When and How Mixup Improves Calibration
This addresses the challenge of generating accurate confidence scores in machine learning models, particularly for applications requiring reliable uncertainty estimates, though it is incremental in providing theoretical insights into an existing technique.
The paper tackles the problem of understanding when and how Mixup data augmentation improves model calibration, proving theoretically that Mixup enhances calibration in high-dimensional settings, with benefits increasing with model capacity, and shows it mitigates calibration issues in semi-supervised learning.

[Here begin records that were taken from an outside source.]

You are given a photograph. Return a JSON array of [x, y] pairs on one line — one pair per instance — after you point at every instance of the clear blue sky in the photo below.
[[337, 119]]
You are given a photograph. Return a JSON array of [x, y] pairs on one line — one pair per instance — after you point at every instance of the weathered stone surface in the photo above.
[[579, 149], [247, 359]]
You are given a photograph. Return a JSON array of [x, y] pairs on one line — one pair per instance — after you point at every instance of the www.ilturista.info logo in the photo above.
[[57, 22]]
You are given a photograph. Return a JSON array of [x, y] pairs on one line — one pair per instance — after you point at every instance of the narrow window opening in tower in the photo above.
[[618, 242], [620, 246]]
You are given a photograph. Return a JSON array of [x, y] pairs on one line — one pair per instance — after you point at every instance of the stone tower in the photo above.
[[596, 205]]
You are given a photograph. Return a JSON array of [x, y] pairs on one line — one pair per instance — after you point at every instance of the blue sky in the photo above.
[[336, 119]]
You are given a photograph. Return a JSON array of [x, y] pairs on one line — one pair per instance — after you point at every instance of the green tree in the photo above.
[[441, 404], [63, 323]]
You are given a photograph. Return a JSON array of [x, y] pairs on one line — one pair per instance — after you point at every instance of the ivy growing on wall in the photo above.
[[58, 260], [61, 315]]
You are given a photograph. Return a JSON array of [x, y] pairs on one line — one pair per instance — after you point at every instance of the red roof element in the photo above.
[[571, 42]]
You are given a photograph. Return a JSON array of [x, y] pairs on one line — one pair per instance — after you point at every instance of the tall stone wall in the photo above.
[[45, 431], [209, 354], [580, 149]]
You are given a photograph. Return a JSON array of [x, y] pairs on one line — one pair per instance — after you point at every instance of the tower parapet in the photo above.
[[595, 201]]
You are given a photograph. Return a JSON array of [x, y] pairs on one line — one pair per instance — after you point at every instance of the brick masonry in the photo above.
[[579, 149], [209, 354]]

In many machine learning applications, it is important for the model to provide confidence scores that accurately capture its prediction uncertainty. Although modern learning methods have achieved great success in predictive accuracy, generating calibrated confidence scores remains a major challenge. Mixup, a popular yet simple data augmentation technique based on taking convex combinations of pairs of training examples, has been empirically found to significantly improve confidence calibration across diverse applications. However, when and how Mixup helps calibration is still a mystery. In this paper, we theoretically prove that Mixup improves calibration in \textit{high-dimensional} settings by investigating natural statistical models. Interestingly, the calibration benefit of Mixup increases as the model capacity increases. We support our theories with experiments on common architectures and datasets. In addition, we study how Mixup improves calibration in semi-supervised learning. While incorporating unlabeled data can sometimes make the model less calibrated, adding Mixup training mitigates this issue and provably improves calibration. Our analysis provides new insights and a framework to understand Mixup and calibration.